Un projet de validation est en discussion actuellement pour un échange entre expériences de stylométrie et de quantification des probabilités des résultats. Ce projet transdisciplinaire vise à intégrer dans les logiciels les fonctionnalités qui permettront aux juges et aux avocats d’apprécier une comparaison statistique.

Pouvez-vous donner d’autres exemples de collaborations ?

Si le savoir-faire d’OrphAnalytics permet de débusquer des tricheurs, il peut également servir dans le monde de l’édition afin de favoriser les auteurs qui rédigent les textes qu’ils signent. Une initiative a été mise en route, Textuellement Tranparent qui permet aux auteurs de montrer à leur public qu’ils sont les rédacteurs de leurs textes. Le politicien français François Bayrou a été le premier à accepter de se faire stylométrer, pour montrer qu’il est un des rares politiciens français à écrire ses textes. D’autres auteurs sont intéressés par cette initiative.
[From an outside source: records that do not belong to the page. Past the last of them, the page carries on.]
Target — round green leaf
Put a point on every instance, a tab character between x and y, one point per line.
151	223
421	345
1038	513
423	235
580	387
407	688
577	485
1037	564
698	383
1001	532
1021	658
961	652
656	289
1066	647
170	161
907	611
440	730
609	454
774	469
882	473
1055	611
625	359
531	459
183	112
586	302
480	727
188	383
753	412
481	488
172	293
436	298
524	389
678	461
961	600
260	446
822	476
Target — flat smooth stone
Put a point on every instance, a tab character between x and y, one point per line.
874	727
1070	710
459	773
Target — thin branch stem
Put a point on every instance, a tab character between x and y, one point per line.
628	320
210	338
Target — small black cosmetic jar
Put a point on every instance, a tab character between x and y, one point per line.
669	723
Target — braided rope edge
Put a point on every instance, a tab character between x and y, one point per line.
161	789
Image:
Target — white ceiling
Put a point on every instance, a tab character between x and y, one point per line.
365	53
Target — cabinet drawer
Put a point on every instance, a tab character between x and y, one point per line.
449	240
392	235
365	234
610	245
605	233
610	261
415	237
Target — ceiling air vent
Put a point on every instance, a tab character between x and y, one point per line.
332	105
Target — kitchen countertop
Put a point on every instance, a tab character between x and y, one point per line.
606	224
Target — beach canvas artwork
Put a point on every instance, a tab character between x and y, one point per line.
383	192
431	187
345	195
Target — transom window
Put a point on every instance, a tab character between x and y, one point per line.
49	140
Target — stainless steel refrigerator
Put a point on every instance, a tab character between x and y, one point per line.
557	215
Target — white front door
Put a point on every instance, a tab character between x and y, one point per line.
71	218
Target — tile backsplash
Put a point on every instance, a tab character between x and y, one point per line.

D’autres collaborations sont en cours actuellement. Certains résultats sont publiés comme l’analyse des romans publiés sous le pseudonyme Elena Ferrante.

Quand est née votre entreprise ? Combien de collaborateurs employez-vous ?

OrphAnalytics SA a été créée en 2014 par une quarantaine de fondateurs, coachée par l’incubateur de la Fondation The Ark à Martigny. Le capital nécessaire à la fondation a donc été rassemblé par un processus de crowd-funding.  Sans besoin d’apports importants, cette entreprise a été financé par le réseau familial, par des amis de longues dates et par d’anciens collègues de travail de Claude-Alain Roten. Le financement de la croissance d’entreprise est essentiellement planifié par autofinancement pour le moyen terme.

L’entreprise se distingue par l’emploi de collaborateurs séniors. Compétents, proactifs, ils sont rassemblés autour des valeurs d’intégrité prônée par la startup. L’entreprise d’expertise textuelle profite des compétences d’un noyau de spécialistes formés aux analyses de signal nécessaires à l’exploration génomique. Actuellement, 6 à 10 personnes sont employées par OrphAnalytics à temps partiel pour son management, le développement de logiciels et la rédaction d’expertises académiques et judiciaires. Une demande de protection intellectuelle a été déposée.

Quelles sont les perspectives des prochains mois pour Orphanalytics ?

Aux projets déjà décrits s’attachant à authentifier un document s’ajoute le développement d’une application destinée à mesurer la complexité d’un texte. Ce logiciel servira aux institutions qui veulent produire des documents adaptés à leur public afin de s’assurer d’un transfert optimal d’information. À plus long terme, la technologie sera adaptée pour documenter les pages Web afin de les valoriser.